Chemical Compounds Grammar

14 March, 2012

Following the MOLTO 4th Project Meeting in Zurich, I am making available my findings so far with regards to the Chemical Compounds grammar to facilitate a "handover" to the UHEL team.

I have put all my code fragments in the MOLTO SVN repository under the chemical-compounds folder.

Cooke-Fox et al.

  • D. I. Cooke-Fox, G. H. Kirby, and J. D. Rayner, “Computer translation of IUPAC systematic organic chemical nomenclature. 1. Introduction and background to a grammar-based approach,” Journal of Chemical Information and Modeling, vol. 29, no. 2, pp. 101-105, 1989.
  • D. I. Cooke-Fox, G. H. Kirby, and J. D. Rayner, “Computer translation of IUPAC systematic organic chemical nomenclature. 2. Development of a formal grammar,” Journal of Chemical Information and Modeling, vol. 29, no. 2, pp. 106-112, 1989.
  • D. I. Cooke-Fox, G. H. Kirby, and J. D. Rayner, “Computer translation of IUPAC systematic organic chemical nomenclature. 3. Syntax analysis and semantic processing,” Journal of Chemical Information and Modeling, vol. 29, no. 2, pp. 112-118, 1989.
  • D. I. Cooke-Fox, G. H. Kirby, M. R. Lord, and J. D. Rayner, “Computer translation of IUPAC systematic organic chemical nomenclature. 4. Concise connection tables to structure diagrams,” Journal of Chemical Information and Modeling, vol. 30, no. 2, pp. 122-127, 1990.
  • D. I. Cooke-Fox, G. H. Kirby, M. R. Lord, and J. D. Rayner, “Computer translation of IUPAC systematic organic chemical nomenclature. 5. Steroid nomenclature,” Journal of Chemical Information and Modeling, vol. 30, no. 2, pp. 128-132, 1990.
  • G. H. Kirby, M. R. Lord, and J. D. Rayner, “Computer translation of IUPAC systematic organic chemical nomenclature. 6. (Semi)automatic name correction,” Journal of Chemical Information and Modeling, vol. 31, no. 1, pp. 153-160, 1991.

A series of papers that specifically look at grammar-based translation of chemical names.

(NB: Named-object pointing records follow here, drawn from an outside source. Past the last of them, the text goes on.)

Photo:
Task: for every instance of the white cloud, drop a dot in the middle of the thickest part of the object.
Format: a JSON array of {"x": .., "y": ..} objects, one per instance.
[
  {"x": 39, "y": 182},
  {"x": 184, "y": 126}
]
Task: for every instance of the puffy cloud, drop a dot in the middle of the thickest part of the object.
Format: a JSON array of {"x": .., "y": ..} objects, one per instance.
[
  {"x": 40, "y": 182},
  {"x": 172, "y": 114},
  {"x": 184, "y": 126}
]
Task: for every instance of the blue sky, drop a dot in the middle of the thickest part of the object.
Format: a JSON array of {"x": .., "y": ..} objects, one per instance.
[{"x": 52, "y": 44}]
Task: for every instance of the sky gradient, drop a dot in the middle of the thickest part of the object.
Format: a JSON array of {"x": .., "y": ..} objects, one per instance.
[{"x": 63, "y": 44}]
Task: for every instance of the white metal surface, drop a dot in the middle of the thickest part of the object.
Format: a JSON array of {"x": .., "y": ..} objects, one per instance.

In the second paper they mention that the grammar they wrote should be attached to the paper, unfortunately, no matter how much I looked I could not find a version of this grammar. I have transcribed some of the grammar in the paper into chemical-compounds/Cooke-Fox/grammar.cf, however we really need to get our hands on the original, full grammar.

Name=Struct

  • J. Brecher, “Name=Struct: A Practical Approach to the Sorry State of Real-Life Chemical Nomenclature,” Journal of Chemical Information and Modeling, vol. 39, no. 6, pp. 943-950, 1999.

Another chemical name parser which tries to be robust. Seems relevant but could not find any hard details about the system, I assume it is not open-source.

AUTONOM

  • J. L. Wisniewski, “AUTONOM: system for computer translation of structural diagrams into IUPAC-compatible names. 1. General design,” Journal of Chemical Information and Modeling, vol. 30, no. 3, pp. 324-332, Aug. 1990.
  • L. Goebels, a J. Lawson, and J. L. Wisniewski, “AUTONOM: system for computer translation of structural diagrams into IUPAC-compatible names. 2. Nomenclature of chains and rings,” Journal of Chemical Information and Modeling, vol. 31, no. 2, pp. 216-225, May. 1991.

CHEMorph

  • G. Kremer, S. Anstein, and U. Reyle, “Analysing and Classifying Names of Chemical Compounds with CHEMorph,” in Proceedings of the Second International Symposium on Semantic Mining in Biomedicine (SMBM 2006), 2006.

Parser of IUPAC names into SMILES, which is a sort of canonical representation form e.g. "7-hydroxyheptan-2-one" becomes OCCCCCC(O)C

The SMILES spec is available, for example here: http://www.opensmiles.org/spec/open-smiles-2-grammar.html#2.2 I wrote a small CFG based on the grammar at that URL, in the chemical-compounds/SMILES folder.

Lexichem

  • R. Sayle, “Foreign Language Translation of Chemical Nomenclature by Computer,” Journal of Chemical Information and Modeling, vol. 49, no. 3, pp. 519-530, 2009.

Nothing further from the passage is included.